I’ve become interested in tea the past few years but still love a good cup of coffee, especially in the morning. Kind of like wine, I’m by no means a snob about it, it’s just not worth it to me to drink a mediocre cup. Espresso is my drug of choice. In Italy, ‘un cafe’, is a ritual and the pot it is made in, ‘la caffetiera’, is a prized possession. Unlike some things, the older and more used ones’ pot is the better. I learned that you never drink the first several batches made from a new pot and really, until the exterior is looking pretty poor, is the coffee that comes out of it any good. I have been back state side for almost 13 years and I still don’t own anything other than my percolator pots. I use my one or two cupper and add a shot to warmed milk in the morning. The motherload 20-cup-pot I picked up for 5 bucks at a rummage sale still needs to be seasoned but that would mean pounds of coffee pored down the drain and I’m too frugal for that so it is a conversation piece in my kitchen and conversation is part of the ritual of having coffee no matter where you are.
I never get that shaky feeling from espresso that I get from a cup of american brewed coffee so I Googled “espresso less jitters” and found this response among many. ‘Roasting coffee to a darker level burns off caffeine, the brewing process is the key to the reduction (of the jitters from coffee)’. And this NPR story explains quite a bit about caffeine but this blurb stood out to me “arabica beans have half the caffeine of robusto beans.” I’ve noticed that most espresso ‘bricks’ say 100% arabica or miscela (mixed). Some facts from the Mayo Clinic website on the number of milligrams of caffeine in some common beveridges also explain why I handle espresso better than brewed coffee.

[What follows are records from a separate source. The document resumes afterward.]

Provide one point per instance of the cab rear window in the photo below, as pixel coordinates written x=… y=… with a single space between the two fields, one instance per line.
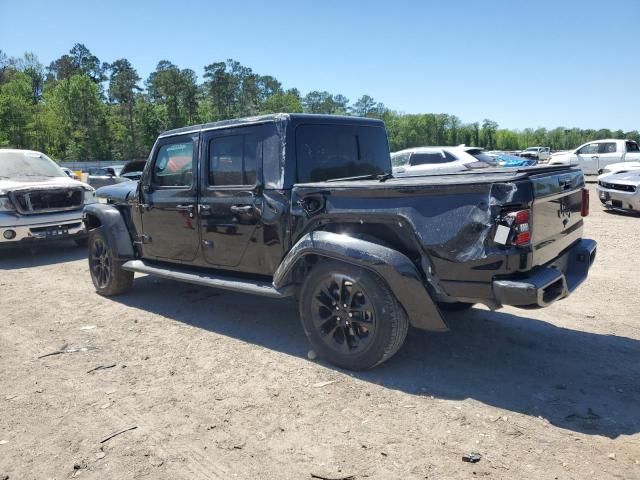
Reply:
x=337 y=151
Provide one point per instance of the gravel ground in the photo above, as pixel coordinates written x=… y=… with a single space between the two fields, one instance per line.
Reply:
x=218 y=385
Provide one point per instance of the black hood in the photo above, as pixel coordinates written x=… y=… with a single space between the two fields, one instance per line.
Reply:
x=119 y=192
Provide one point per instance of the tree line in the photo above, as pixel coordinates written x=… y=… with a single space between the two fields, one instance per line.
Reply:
x=79 y=108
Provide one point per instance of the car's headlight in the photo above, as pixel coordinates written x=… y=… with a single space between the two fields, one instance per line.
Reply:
x=6 y=205
x=89 y=195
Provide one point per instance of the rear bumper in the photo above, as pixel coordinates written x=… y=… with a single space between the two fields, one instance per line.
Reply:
x=545 y=284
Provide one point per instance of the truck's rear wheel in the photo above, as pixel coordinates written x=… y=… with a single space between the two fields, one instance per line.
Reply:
x=106 y=272
x=350 y=316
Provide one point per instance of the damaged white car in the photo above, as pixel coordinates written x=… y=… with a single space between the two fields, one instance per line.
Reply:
x=38 y=201
x=620 y=191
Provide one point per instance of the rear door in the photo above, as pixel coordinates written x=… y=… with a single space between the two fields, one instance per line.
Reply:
x=168 y=206
x=230 y=206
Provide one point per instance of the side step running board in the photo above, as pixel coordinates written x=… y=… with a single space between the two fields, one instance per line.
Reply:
x=226 y=283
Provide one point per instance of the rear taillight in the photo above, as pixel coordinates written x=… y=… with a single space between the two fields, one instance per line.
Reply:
x=584 y=211
x=520 y=225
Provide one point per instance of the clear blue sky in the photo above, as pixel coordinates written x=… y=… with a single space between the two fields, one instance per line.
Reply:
x=521 y=63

|Plain brewed coffee, 8 oz.||135|
|Espresso, 1 oz.||30-50|
A brick of coffee.
Pricey Illy Cafe. I keep my Cafe Bustelo in this tin.
While traveling in the former Yugoslavia I had “Turkish” coffee and I wasn’t a fan, I think I didn’t get that you have to stop short of getting the gritty grounds in your mouth. I’ve tried a French press pot and could take it or leave it but today I was treated to an espresso made with the pod system Nespresso le cube and it was good. So good that even I might consider getting myself one.
Fill bottom of pot to just below the pressure valve.
Mound coffee in filter. Close top and put on stove. You’ll know when it is done.
I will add a photo of a gorgeous capuccino from Fiumicino airport in Rome, when I’m home! promise it will be worth the wait.